The spokesman added that Veterans Affairs will announce its overhaul of the existing rules "in the near future." Veterans Affairs Minister Kent Hehr said he was "shocked" in March when he learned of an explosion in the number of veterans being reimbursed for medical marijuana.

The trend is largely fuelled by groups in the Atlantic provinces connecting former soldiers who have post-traumatic stress disorder with licensed growers.

Trevor Bungay, a veteran of the Afghan war and a vice-president of Trauma Healing Centres, a network of four clinics that sign up former soldiers for medical pot, said many of his clients cannot afford to pay for their medicine.

"A lot of veterans are just receiving a pension, which is really nothing compared to what your regular paycheque was," he said.

Mr. Lucas said a recent survey of Tilray's veteran patients found about half ordered cannabis oils when the company launched the new extracts in March, believing Ottawa would cover them.

In late April, he said, bills the company sent to Veterans Affairs for these orders were returned without payment or explanation.

Tilray absorbed the costs, but informed the veterans it would not cover further orders, Mr. Lucas said.

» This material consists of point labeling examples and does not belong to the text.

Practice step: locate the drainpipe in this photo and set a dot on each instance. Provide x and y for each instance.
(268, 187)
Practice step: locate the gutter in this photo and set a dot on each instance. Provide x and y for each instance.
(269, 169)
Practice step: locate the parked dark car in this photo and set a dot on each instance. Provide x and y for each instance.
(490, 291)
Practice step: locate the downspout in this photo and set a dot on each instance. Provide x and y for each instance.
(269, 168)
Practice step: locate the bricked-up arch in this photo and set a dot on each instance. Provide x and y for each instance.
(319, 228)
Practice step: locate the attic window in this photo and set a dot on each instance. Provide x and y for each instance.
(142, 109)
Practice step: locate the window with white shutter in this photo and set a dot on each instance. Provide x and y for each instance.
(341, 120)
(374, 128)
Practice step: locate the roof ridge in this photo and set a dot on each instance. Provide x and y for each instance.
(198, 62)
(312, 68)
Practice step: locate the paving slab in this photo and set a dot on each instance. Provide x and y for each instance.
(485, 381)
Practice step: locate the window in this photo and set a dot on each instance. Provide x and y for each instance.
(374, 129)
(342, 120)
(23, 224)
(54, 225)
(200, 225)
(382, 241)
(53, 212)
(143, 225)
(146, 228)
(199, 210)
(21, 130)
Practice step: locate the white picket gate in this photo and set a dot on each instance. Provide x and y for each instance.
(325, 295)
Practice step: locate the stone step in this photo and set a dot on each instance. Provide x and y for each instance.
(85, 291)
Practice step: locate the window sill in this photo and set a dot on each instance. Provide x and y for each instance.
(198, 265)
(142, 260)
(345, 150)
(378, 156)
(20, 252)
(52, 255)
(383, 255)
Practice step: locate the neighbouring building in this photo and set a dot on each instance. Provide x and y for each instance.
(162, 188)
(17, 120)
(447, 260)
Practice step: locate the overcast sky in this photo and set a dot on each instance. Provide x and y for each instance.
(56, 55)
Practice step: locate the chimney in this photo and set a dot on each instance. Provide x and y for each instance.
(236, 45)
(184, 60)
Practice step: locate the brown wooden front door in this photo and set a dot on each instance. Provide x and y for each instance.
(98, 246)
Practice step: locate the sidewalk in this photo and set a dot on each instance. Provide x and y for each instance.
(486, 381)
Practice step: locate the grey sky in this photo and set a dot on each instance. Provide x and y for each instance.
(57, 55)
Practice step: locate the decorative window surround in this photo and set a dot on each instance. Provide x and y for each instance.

Orders from those patients fell from 183 bottles in March to just four last month, he said.

Mr. Bungay added that many clients find it too difficult to make their own extracts or edible products out of dried marijuana.

"It's the same as brewing your own wine and your own beer – most people don't know how to do it and can't do it right," Mr. Bungay said.

Mr. Bungay and Mr. Lucas said the cost of medical marijuana is offset because many former soldiers are using it instead of pharmaceutical options such as opioids (for pain relief) and benzodiazepines (for anxiety and insomnia), which, in North America have been over-prescribed and often diverted to the illegal drug trade.

Soldiers have told The Globe that pot has also allowed them to ditch their erectile dysfunction prescriptions – also covered by Ottawa – and led to other benefits as well.

Government data released to The Globe and Mail in June showed that, over the past four years, the number of veterans prescribed benzodiazepines – with brands such as Xanax, Ativan and Valium – decreased nearly 30 per cent. Opioid prescriptions also shrank almost 17 per cent during that period.

The set of statistics was too small and unrefined to prove any concrete links between the use of the three drugs. But U.S. research has also shown significant declines in opioid overdoses in states where medical marijuana has been legalized, according to addiction experts.